Sudah nyaris satu jam kedua gadis ini duduk menunggu di sebuah taman kota, namun yang dinanti belum juga terlihat batang hidungnya. Lebih dari sepuluh kali Laila sudah menelpon orang itu, bahkan pesan WhatsApp sudah memenuhi chatingan di ponselnya.

 

"Kita pulang aja yuk, Rah," ajak Laila sambil merapikan bekas minuman dan makanan yang telah mereka habiskan.

 

"Kok balik?" Sarah menoleh.

 

"Ngapain nungguin orang ngga jelas," ucap Laila yang sudah putus asa kecewa.

 

"Kalau emang dia serius seperti kata-kata di pesanya, pasti dia ngga ngaret kaya gini," tambah Laila, merapikan tasnya.

 

"Bener juga ya," ucap Sarah yang meneguk tetesan terakhir air minumnya.

 

"Gw masih penasaran, La.
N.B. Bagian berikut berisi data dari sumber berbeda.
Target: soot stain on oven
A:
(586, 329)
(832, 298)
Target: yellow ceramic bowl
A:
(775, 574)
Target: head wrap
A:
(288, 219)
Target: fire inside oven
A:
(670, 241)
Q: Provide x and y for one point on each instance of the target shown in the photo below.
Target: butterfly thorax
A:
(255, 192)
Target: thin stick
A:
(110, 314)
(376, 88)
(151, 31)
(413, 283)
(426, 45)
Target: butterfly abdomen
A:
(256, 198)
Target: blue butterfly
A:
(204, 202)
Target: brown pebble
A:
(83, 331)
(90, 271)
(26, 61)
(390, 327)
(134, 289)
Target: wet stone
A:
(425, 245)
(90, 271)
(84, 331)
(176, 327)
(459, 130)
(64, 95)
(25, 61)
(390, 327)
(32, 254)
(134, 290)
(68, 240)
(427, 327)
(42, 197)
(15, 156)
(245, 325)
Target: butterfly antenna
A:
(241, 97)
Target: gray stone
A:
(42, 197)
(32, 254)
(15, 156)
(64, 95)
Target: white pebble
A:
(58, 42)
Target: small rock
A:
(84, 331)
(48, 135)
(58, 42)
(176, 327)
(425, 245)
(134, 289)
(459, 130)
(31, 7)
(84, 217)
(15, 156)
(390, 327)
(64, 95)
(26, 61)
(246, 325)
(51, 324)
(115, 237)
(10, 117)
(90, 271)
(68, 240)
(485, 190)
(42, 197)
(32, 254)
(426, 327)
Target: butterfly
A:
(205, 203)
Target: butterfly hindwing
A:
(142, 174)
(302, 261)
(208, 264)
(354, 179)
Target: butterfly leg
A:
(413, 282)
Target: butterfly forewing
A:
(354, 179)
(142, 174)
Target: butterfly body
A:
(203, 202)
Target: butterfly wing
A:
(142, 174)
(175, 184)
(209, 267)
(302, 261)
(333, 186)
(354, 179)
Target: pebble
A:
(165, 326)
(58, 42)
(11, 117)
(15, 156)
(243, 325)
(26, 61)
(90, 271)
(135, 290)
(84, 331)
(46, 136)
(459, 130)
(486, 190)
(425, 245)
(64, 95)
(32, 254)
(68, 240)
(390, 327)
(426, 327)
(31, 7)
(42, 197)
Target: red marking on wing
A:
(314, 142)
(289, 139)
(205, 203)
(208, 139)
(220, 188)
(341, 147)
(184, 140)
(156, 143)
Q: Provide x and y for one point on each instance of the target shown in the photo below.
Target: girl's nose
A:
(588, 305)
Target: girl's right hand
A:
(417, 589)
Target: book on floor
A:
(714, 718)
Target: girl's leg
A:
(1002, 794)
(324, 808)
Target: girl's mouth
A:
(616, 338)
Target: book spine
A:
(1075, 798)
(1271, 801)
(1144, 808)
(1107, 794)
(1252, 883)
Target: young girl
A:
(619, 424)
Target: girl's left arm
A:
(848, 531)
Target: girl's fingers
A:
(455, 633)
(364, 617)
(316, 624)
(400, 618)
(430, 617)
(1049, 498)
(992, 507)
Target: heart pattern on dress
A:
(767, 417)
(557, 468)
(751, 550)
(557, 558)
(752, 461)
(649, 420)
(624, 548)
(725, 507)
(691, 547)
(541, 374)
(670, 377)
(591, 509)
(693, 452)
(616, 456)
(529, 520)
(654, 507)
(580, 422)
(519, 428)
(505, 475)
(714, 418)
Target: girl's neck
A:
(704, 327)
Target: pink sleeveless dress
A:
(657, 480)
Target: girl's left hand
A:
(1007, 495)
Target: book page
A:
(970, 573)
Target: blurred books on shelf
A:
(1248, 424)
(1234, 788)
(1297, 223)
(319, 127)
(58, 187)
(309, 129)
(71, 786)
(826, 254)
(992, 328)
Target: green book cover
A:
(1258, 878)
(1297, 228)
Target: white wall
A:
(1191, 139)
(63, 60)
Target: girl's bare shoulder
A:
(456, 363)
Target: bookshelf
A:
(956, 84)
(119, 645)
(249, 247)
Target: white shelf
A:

Kita tunggu sepuluh menit lagi ya," pinta Sarah, dan Laila pun menyetujuinya.

 

Belum semenit, ponsel Laila berdering. Laila mengambil benda itu dan sebelum mengangkat, dia lihat nama yang tertera di layar monitor.

 

"Nih dia orangnya, panjang umur dia," ucap Laila setelah membaca nama Haris yang tertera di layar monitor.

 

"Buruan angkat, tapi loudspeaker ya," kata Sarah menyemangati Laila.

 

"Hai La, sory aku telat. Tadi ban motorku kempes, jadi harus cari tempat tambal ban," kata seseorang nun jauh di balik percakapan. Laila tetap diam.

 

"Aku tahu kamu kecewa, tapi terserah bagaimana kamu aja deh," sambung orang itu, dan Laila tetap diam tak merespon.

 

"Halo La... kamu denger aku?" tanya lawan bicaranya.

 

"Iya," singkat Laila menjawab.

 

"Aku sekarang baru mau ke sana, mungkin 30 menit lagi baru sampai," jelas dia di seberang percakapan.

 

"Kamu mau nunggu ngga?" tanyanya. Laila menoleh ke Sarah, menatap meminta persetujuan, dan Sarah mengangguk.

 

"Ya udah, aku tunggu," jawab Laila dan mengakhiri pembicaraanya via telepon.

 

"Gw ke toilet dulu, Rah," kata Laila sehabis menutup telepon dan menyimpan benda persegi panjang itu ke dalam tasnya. Sarah mengangguk.

 

"Balik aja yuk, Rah," pinta Laila ketika sampai dari toilet. Sarah menatap sahabatnya, "Lah, kenapa?" tanyanya singkat.

 

"Gw datang tamu bulanan," jelas Laila singkat, berdiri di hadapan Sarah yang masih duduk asyik bermain games di ponselnya.

 

"Trus cowok itu gimana?" tanya Sarah lagi sambil memasukan ponsel ke dalam tasnya.

 

"Tadi sudah gw kirim pesan. Biarin aja lah," ucap Laila. Sarah pun berdiri, dan kedua sahabat ini pergi meninggalkan taman kota.

 

Laila berdiri di depan pagar rumahnya. Dia menatap ke kanan, ke arah jalan pintu utama komplek perumahannya. Langit sedikit mendung, dan di sekeliling Laila tampak sepi.

 

"Mana tuh orangnya?" ucap Laila pada dirinya sendiri. Sebelum meninggalkan taman kota, Laila sudah mengirim pesan bahwa dia mau pulang. Haris mendesak Laila untuk memberi tahu alamat rumahnya, dan Laila pun memberi. Setelahnya, Haris mengirim pesan bahwa dia sudah berada di dekat rumah Laila. Gadis berlesung pipi ini menolehkan kepalanya, dan pandanganya menyapu sekeliling. Tiba-tiba, sebuah motor Lexi berhenti di hadapannya.

 

"Maaf, Mba," seseorang yang duduk di atas motor menyapanya. Laila sontak terkejut karena menurutnya dari tadi dia tak mendengar suara mesin motor, namun mengapa tiba-tiba telah berhenti di hadapannya seorang pria dengan motor Lexinya.

 

"Ini rumah Laila?" tanya pria itu setelah membuka helmnya. Senyum tipis tersungging dari bibir tipis pria berambut lurus berwajah tampan.

 

"Iya benar," jawab Laila sedikit terbata, menatap pria di hadapannya.

 

"Maaf, Mas, siapa ya?" tanya Laila.

 

"Saya Haris. Mba kan Laila?" pria itu balik bertanya. Laila mengangguk. Tiba-tiba, detak jantungnya tak karuan.

 

"Haris," gumam Laila pelan. Haris tersenyum.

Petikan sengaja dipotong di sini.